Can anyone explain to me why the printout is like this?

01:61ff10
02:61ff16
03:c
04:6
05:4
06:2
07:4
08:2345
09:0

My opinion:

01:Prints the address where the array y begins.
02:Prints the address of the pointer, which points to the second element of the array. Since we have 2 * 3 elements that are of type short, each subsequent element of the zero element will increase by 6.
03:Since we have 2 * 3 elements, which is equal to 6, but the elements of the type are short, so it will print hexadecimal c
04:the number of elements in the zero position is 3, but they are of the short type, so it prints 6
05:prints the sizeof addresses of the first element of the array which is 4
06:I don't know why it prints 2 here
07:Prints the sizeof of the pointer address which is 4, it will increase after printing
08:I do not understand
09:I do not understand

Can anyone explain why it prints like this?

OK, let's see:

  • #01: The address of y .
  • #02: The value of p , which holds the address of y[1] , which is the second element of type short[3] . The size of a short is apparently 2 on your system, so the offset to #01 is 6.
  • #03: The size of the array y , 2 * 3 * sizeof (short) give 12, in hex c .
  • #04: The size of the element y[0] , which is of type short[3] . 6, as you found.
  • #05: The size of the address of y[0] , and apparently the size of an address is 4 on your system.
  • #06: The size of the object that p points to.
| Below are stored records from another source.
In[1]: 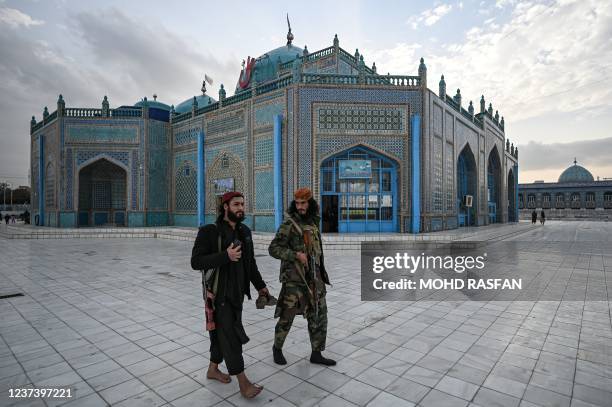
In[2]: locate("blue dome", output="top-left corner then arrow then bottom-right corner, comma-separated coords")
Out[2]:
558,163 -> 594,183
174,94 -> 217,114
235,43 -> 303,93
134,99 -> 172,111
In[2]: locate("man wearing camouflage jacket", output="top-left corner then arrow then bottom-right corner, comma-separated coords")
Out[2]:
268,187 -> 336,366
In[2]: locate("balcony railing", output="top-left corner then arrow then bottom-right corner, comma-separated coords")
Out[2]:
586,201 -> 596,209
556,202 -> 566,209
571,201 -> 581,209
302,73 -> 358,85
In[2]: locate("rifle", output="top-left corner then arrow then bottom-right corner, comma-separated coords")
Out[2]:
288,217 -> 318,317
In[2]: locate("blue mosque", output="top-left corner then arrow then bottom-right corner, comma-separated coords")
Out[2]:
29,25 -> 519,233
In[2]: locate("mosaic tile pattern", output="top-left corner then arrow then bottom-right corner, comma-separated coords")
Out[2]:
254,170 -> 274,210
174,127 -> 200,146
254,136 -> 273,166
445,141 -> 455,212
298,87 -> 421,187
175,160 -> 197,212
148,121 -> 170,211
254,101 -> 284,127
66,125 -> 138,143
65,148 -> 73,210
76,151 -> 130,167
45,162 -> 56,210
433,137 -> 443,212
207,112 -> 244,135
317,106 -> 404,133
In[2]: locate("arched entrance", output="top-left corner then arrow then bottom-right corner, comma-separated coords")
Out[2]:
78,159 -> 127,226
320,146 -> 398,233
457,144 -> 477,226
507,169 -> 516,222
487,146 -> 502,223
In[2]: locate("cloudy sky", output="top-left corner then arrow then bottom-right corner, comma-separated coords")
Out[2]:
1,0 -> 610,186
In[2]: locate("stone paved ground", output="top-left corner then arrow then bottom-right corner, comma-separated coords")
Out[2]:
1,221 -> 611,407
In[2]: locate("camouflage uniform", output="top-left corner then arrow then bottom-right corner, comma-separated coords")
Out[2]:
268,213 -> 330,352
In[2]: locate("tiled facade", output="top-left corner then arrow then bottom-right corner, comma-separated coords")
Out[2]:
30,35 -> 518,232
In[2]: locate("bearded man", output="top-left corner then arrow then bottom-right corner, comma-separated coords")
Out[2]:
268,187 -> 335,366
191,191 -> 269,398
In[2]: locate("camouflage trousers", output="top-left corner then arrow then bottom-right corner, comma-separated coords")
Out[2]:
274,281 -> 328,352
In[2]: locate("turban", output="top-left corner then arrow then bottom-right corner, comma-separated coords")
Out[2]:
294,187 -> 312,201
222,191 -> 244,205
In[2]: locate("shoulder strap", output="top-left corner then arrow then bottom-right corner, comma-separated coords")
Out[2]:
287,216 -> 303,236
211,234 -> 221,294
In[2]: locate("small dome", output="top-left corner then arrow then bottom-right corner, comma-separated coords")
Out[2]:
235,43 -> 303,93
558,161 -> 594,183
174,94 -> 217,114
134,98 -> 172,111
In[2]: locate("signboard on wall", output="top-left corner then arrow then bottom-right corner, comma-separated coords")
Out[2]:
212,178 -> 234,195
339,160 -> 372,179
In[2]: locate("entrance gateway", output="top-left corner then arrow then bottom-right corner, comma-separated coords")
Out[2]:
320,146 -> 398,233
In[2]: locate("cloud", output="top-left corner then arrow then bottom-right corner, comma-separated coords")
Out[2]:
0,7 -> 43,28
518,137 -> 612,182
391,1 -> 612,124
407,4 -> 453,29
0,7 -> 238,185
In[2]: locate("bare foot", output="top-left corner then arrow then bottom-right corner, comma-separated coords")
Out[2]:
239,382 -> 263,399
207,367 -> 231,383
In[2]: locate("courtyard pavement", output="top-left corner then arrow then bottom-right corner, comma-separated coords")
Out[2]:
1,221 -> 611,406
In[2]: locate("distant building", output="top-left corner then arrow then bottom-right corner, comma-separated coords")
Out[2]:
518,160 -> 612,220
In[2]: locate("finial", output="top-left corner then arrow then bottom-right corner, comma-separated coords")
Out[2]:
359,55 -> 364,65
480,95 -> 485,113
57,94 -> 64,103
219,84 -> 226,101
574,157 -> 577,165
192,96 -> 197,106
468,101 -> 474,116
372,62 -> 377,73
286,13 -> 294,45
201,80 -> 207,95
153,94 -> 157,101
333,33 -> 339,47
439,75 -> 446,98
354,48 -> 360,60
31,116 -> 36,126
303,45 -> 309,57
488,103 -> 493,116
494,110 -> 499,123
500,116 -> 505,129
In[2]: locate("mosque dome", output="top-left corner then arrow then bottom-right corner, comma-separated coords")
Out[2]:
174,94 -> 217,114
235,43 -> 303,93
558,160 -> 594,183
134,96 -> 172,111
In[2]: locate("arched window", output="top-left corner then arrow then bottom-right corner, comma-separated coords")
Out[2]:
542,193 -> 551,208
604,191 -> 612,208
527,194 -> 536,208
556,193 -> 565,208
586,192 -> 595,209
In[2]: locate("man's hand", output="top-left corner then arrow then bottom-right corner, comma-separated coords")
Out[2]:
258,287 -> 269,297
296,251 -> 307,265
227,243 -> 242,262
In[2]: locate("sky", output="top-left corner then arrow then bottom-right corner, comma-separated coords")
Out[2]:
0,0 -> 610,186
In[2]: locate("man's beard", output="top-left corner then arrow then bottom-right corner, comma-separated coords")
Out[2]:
227,210 -> 244,223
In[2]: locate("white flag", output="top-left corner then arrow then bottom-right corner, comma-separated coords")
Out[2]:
205,74 -> 214,85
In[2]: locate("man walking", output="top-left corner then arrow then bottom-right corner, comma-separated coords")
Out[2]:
191,191 -> 269,399
269,187 -> 335,366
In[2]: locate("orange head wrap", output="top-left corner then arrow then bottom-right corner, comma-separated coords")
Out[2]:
294,187 -> 312,201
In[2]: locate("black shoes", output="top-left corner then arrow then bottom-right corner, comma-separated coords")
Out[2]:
272,346 -> 287,365
310,351 -> 336,366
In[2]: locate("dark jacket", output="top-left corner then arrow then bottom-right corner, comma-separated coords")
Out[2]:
191,220 -> 266,301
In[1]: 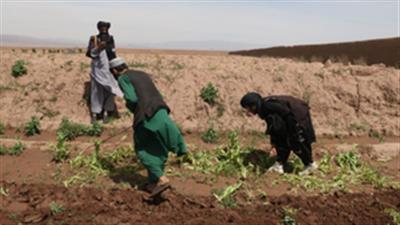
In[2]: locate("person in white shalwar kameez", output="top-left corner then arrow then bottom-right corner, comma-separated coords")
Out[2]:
87,24 -> 123,123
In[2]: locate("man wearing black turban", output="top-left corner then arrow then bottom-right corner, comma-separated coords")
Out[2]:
86,21 -> 116,60
240,92 -> 317,175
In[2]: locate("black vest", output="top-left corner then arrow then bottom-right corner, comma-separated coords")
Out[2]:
124,70 -> 170,128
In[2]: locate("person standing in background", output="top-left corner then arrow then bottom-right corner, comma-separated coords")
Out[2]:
86,21 -> 122,123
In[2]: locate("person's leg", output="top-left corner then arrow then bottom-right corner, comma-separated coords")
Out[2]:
295,142 -> 317,175
275,146 -> 291,165
90,78 -> 104,123
102,91 -> 117,123
292,141 -> 313,166
134,126 -> 169,192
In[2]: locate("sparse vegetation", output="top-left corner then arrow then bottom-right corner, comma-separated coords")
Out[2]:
11,60 -> 28,77
0,186 -> 9,197
0,142 -> 25,156
52,133 -> 70,162
64,142 -> 138,187
49,201 -> 65,215
201,127 -> 219,143
128,61 -> 149,68
369,129 -> 384,143
281,207 -> 297,225
24,116 -> 41,136
171,61 -> 185,70
200,83 -> 219,105
213,182 -> 242,208
56,118 -> 103,141
80,62 -> 90,71
0,122 -> 5,135
385,208 -> 400,225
This is a short , so 2.
  • #07: The size of the expression p++ , which is an address, so 4. And no, p is not incremented, since the expression is not evaluated.
  • #08: The value of the object that p points to, which is y[1][0] . Since the initializing value of 0x12345 is an int too big to be stored in a short , it is truncated to 0x2345 . After reading the value, p is incremented.
  • #09: The element p points to, which is y[1][1] . It was initialized to 0.

Notes:

You should have got warnings from your compiler:

  • The mentioned initializer is truncated.
  • The format for pointers/addresses is %p .
  • The type of the result of sizeof might not match the format %x .

You should take warnings seriously, they are always a hint that you most probably made an error.

N6) Sizeof(*p) is size of datatype pointed by p. p is pointer to short: so 2 bytes.

N8) p is pointer to short, it`s pointing to array element y[1][0]. y[1] and y[1][0] have the same memory address.

All array elements are short, 0x12345 truncates to 0x2345 upon array initialisation. So output is 2345. Also, p++ increases pointer value to point to next short y[1][1].

N9) Because of p++ in step N8, pointer now points to y[1][1], which was initialised to 0 (by default, because init value not provided) - output is 0.